Di rilis dari Kompas.com (20/10/2020) tiga undang-undang kontroversial itu diantaranya revisi UU Mineral dan Batu Bara, revisi UU Mahkamah Konstitusi (MK), Omnibus Law UU Cipta Kerja. Tiga undang-undang kontroversi tersebut bagai kado setahun rezim yang masih membuat rakyat terkejut bukan main. 

Malangnya Rakyat Indonesia

Dilansir Kompas.id, Sabtu (13/5/2020), RUU Minerba disahkan pada 13 Mei 2020. Peneliti dari Auriga Nusantara Iqbal Damanik menyatakan, pengesahan revisi UU Minerba menegaskan keberpihakan pemerintah terhadap korporasi tambang batu bara.

Berikutnya, revisi UU MK yang juga merupakan usulan DPR disepakati pemerintah yang dibahas hanya berjalan tiga hari mulai 25-28 Agustus. RUU MK disahkan dalam rapat paripurna pada 1 September 2020. Koalisi masyarakat sipil menilai materi dalam UU baru itu syarat barter kepentingan antara DPR dan MK.

Teranyar, adalah pengesahan UU Ciptaker yang berujung gelombang demo di berbagai daerah. Kritik dan aksi protes bahkan telah digelar sejak tahun lalu untuk menggagalkannya. 

Sayang, rakyat harus menelan pil kecewa. Tanggal 5 Oktober 2020 saat tengah malam, DPR dan pemerintah menyepakati omnibus law UU Cipta Kerja menjadi undang-undang walau draftnya belum final.
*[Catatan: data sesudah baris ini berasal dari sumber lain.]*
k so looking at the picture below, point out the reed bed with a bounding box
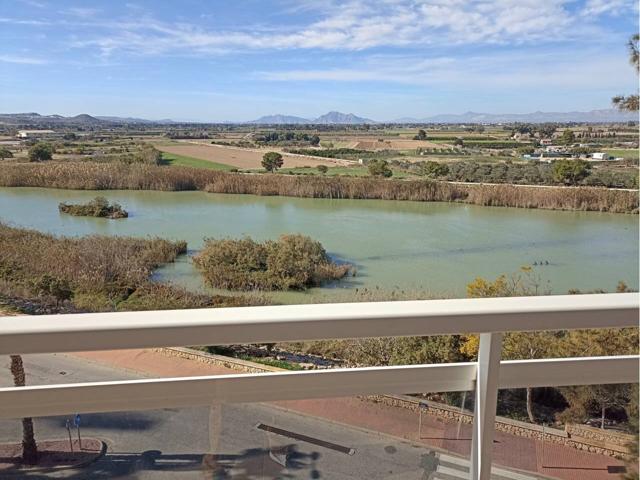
[0,162,636,213]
UU dengan nama lain sapu jagat ini merupakan target Jokowi sejak dilantik sebagai presiden di periode kedua.

Demokrasi Pencipta Masalah

"Kedaulatan berada di tangan rakyat." 

"Dari rakyat,oleh rakyat dan untuk rakyat."

Keduanya adalah slogan manis demokrasi. Selama ini, rakyat hanya dibutuhkan suaranya dibilik suara 5 tahun sekali. Setelah itu 5 tahunnya adalah urusan rakyat sendiri. Penguasa hanya sebagai wasit, padahal penguasa hakikinya sebagai periayah (pengurus urusan rakyat) apapun aspek kehodupannya. Bukan berujung menyalahkan dan membungkam suara rakyat.
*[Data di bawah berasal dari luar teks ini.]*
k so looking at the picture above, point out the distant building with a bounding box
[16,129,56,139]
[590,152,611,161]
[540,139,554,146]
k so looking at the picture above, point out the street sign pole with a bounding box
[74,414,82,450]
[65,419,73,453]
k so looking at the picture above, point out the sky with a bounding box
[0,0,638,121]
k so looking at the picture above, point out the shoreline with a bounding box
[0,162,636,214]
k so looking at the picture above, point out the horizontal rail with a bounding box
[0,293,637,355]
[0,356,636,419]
Terpilihnya Jokowi-Ma’ruf sebagai penguasa adalah hasil dari proses politik demokrasi. Proses politik demokrasi yang berbiaya mahal tentu harus membutuhkan modal. Modal kampanye misalnya, yang terkenal sebagai ajang membuang janji manis serta biaya mahar bersama partai dan elit pendukung. Alhasil, bagi-bagi kue kekuasaan dan aturan pesanan merupakan timbal balik yang harus dibayar bagi penguasa terpilih. No free lunch!

Akan selalu muncul kontroversi sepanjang pemberlakuan sistem demokrasi baik di aspek substansi (aturan yang tidak mewujudkan kemaslahatan publik) atau pun di aspek prosedur (nihil rasa keadilan dan mengabaikan aspirasi rakyat). Bukan saat rezim sekarang saja, tetapi rezim sebelumnya pun aturannya menuai polemik.

Kebijakan penuh kontroversi tidak cukup dievaluasi mekanisme lahirnya, namun harus dikoreksi secara mendasar dari sumber lahirnya regulasi tersebut yakni demokrasi yang merupakan bagian tubuh sistem kapitalisme yang meminggirkan aturan Ilahi dan mencuekkan rakyat kecil.

Demokrasi sangat nyata telah gagal walau pucuk pimpinan berganti tiap 5 tahun sekali. Sistem yang memberikan kebebasan manusia untuk membuat aturan ini tidak pernah membawa manusia kepada keberkahan dan kesejahteraan. Sejatinya manusia memang lemah dan terbatas serta syarat akan kepentingan. Maka, menginginkan perubahan sudah sepantasnya meninggalkan aturan manusia dan kembali mengambil solusi yang pasti yakni aturan Pencipta manusia.

Solusi Problematika Negeri

Demokrasi memanglah memiliki cacat bawaan, maka akan selalu menimbulkan undang-undang/aturan kontroversial. Dalam Islam, undang-undang dihasilkan hanya berpedoman pada hukum syara. 

Pemimpinnya pun adalah orang yang benar-benar memiliki kesadaran (keimanan) sera kapasitas bahwa tugas dan pertanggungjawabannya amatlah berat. Sungguh, menyeru agar kembali kepada aturan-Nya adalah kasih sayang kepada penguasa saat ini. Tanggungjawab pemimpin itu berat, bukan sebatas di dunia saja tetapi di akhirat kelak.

Diingatkanlah  kita selaku manusia yang lemah untuk menyerahkan penetapan hukum kepada Allah. Dalam Al Quranul Kariim, Allah Subhana Wa Ta'ala berfirman :

“Menetapkan hukum itu hanyalah hak Allah. Dia menerangkan yang sebenarnya dan Dia Pemberi keputusan yang paling baik.” (TQS al-An’am [6]: 57) 

Sistem Islam/khilafah akan melahirkan UU yang selaras dengan fitrah dan memenuhi kemaslahatan seluruh pihak karena bersumber dari Allah yang Maha Tahu dan Maha Adil. Sejarah pun mengakui bahwa berhukum dengan aturan-Nya adalah sebaik-baik aturan dan solusi problematika umat. 

Sejarah memang bukanlah patokan tetapi ia adalah kunci di masa depan. Diatur dengan aturan Ilahi adalah bagian dari keimanan. Singkirkan keraguan dan campakkan demokrasi yang sudah sangat menyengsarakan.